City Development staff summarized PHDC’s findings to the council, explaining the commission must find seven statutory criteria in order to approve a conditional-use permit. Jeff Hintz of City Development said PHDC concluded the application did not meet all required standards and explained two principal concerns: parking adequacy for the total parcel and compatibility with design guidelines for contributing historic structures.

Hintz said the applicant’s plan would add several stories to the existing structure and that the property includes an unprogrammed historic church structure (referred to in testimony as Gorton Hall). “The unprogrammed space as part of this use would require 40 or 60 more parking spaces,” Hintz told council, noting PHDC’s concern was the totality of parking needs for the entire parcel rather than a shortfall solely for the proposed apartments.

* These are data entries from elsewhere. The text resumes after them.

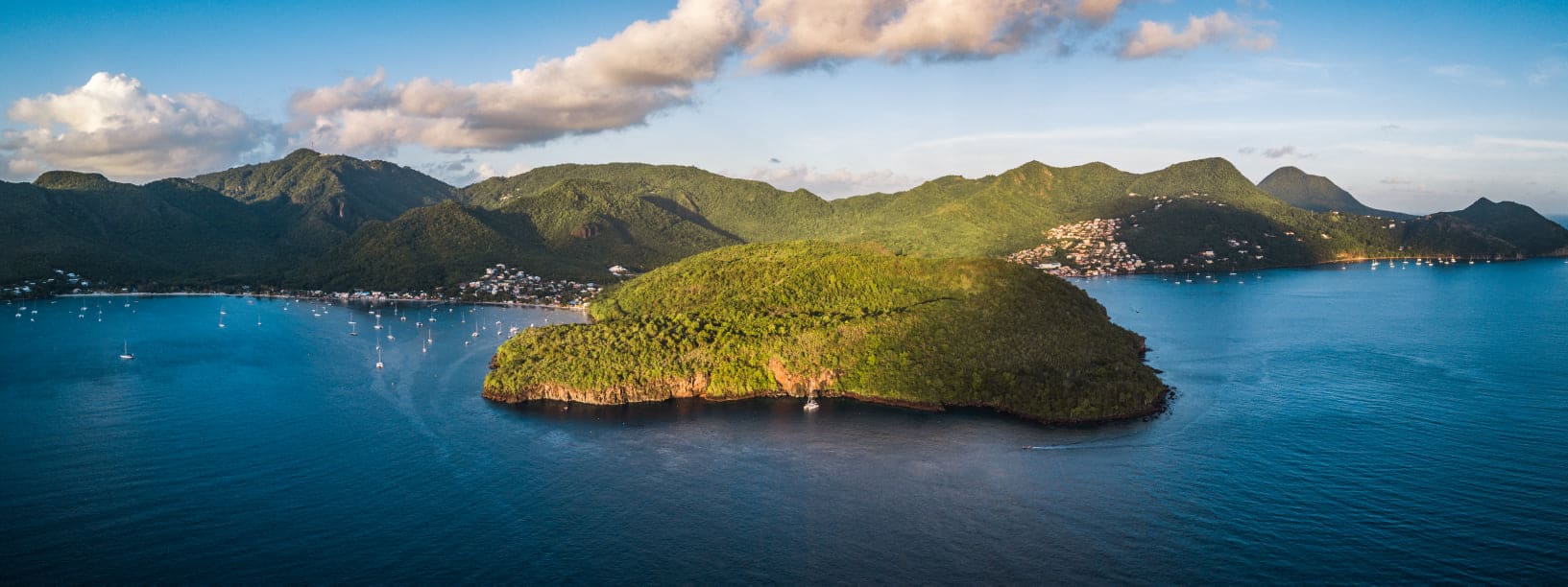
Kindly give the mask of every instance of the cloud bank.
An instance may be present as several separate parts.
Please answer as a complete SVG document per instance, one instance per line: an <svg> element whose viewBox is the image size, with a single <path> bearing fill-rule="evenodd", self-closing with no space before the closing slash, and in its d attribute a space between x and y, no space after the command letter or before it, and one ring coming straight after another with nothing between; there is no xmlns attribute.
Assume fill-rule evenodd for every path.
<svg viewBox="0 0 1568 587"><path fill-rule="evenodd" d="M740 3L682 0L665 20L638 20L571 56L516 69L505 81L387 85L378 72L299 92L289 110L309 142L342 150L510 149L638 125L688 103L693 85L712 80L745 36Z"/></svg>
<svg viewBox="0 0 1568 587"><path fill-rule="evenodd" d="M0 138L13 175L83 169L152 178L218 169L267 149L278 127L205 94L151 94L125 74L94 74L64 94L20 99L6 111L30 125Z"/></svg>
<svg viewBox="0 0 1568 587"><path fill-rule="evenodd" d="M511 72L455 85L384 72L293 95L301 144L390 152L500 150L644 124L691 103L724 59L797 70L848 59L972 59L1019 52L1066 27L1107 23L1121 0L682 0L665 20Z"/></svg>
<svg viewBox="0 0 1568 587"><path fill-rule="evenodd" d="M97 74L82 88L17 100L0 136L9 175L75 167L121 177L183 175L274 155L284 142L386 157L403 146L474 153L618 130L690 105L732 56L754 72L847 61L986 59L1109 27L1124 0L681 0L662 20L638 20L561 58L497 81L392 81L378 69L289 100L284 125L254 119L204 94L151 94L127 75ZM1207 44L1267 49L1273 39L1223 11L1184 30L1143 20L1123 58ZM469 161L452 180L483 177ZM815 177L812 178L812 174ZM818 172L800 182L831 185Z"/></svg>
<svg viewBox="0 0 1568 587"><path fill-rule="evenodd" d="M848 59L1014 53L1063 25L1102 25L1121 0L762 0L746 61L793 70Z"/></svg>
<svg viewBox="0 0 1568 587"><path fill-rule="evenodd" d="M1247 23L1232 19L1225 11L1187 17L1187 28L1178 31L1165 22L1143 20L1121 45L1123 59L1143 59L1159 55L1184 53L1203 45L1231 44L1254 52L1273 47L1273 36L1258 33Z"/></svg>
<svg viewBox="0 0 1568 587"><path fill-rule="evenodd" d="M757 167L742 177L767 182L779 189L804 188L822 197L859 196L877 191L894 193L920 183L916 178L886 169L853 172L842 167L820 171L811 166Z"/></svg>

The city attorney explained the council’s scope on appeal is narrow: the council must decide whether the PHDC abused its discretion under the ordinance’s seven conjunctive criteria. If the council finds no abuse of discretion, the PHDC denial stands. If the council allows the appeal, the matter returns to PHDC for further consideration; the council cannot itself grant the conditional-use permit.

After discussion, a motion to allow the appeal failed; the council then voted to deny the appeal and uphold PHDC’s December denial. The clerk recorded the vote on denying the appeal as 11 ayes and 1 no.

Why it matters: The decision leaves the PHDC denial in effect; the applicant may not submit a substantially similar conditional-use application for one year unless PHDC finds valid new evidence or a change in conditions.

Speakers quoted in this story are taken from the March 4 meeting record; Jeff Hintz represented City Development and the city attorney summarized statutory standards for appeal.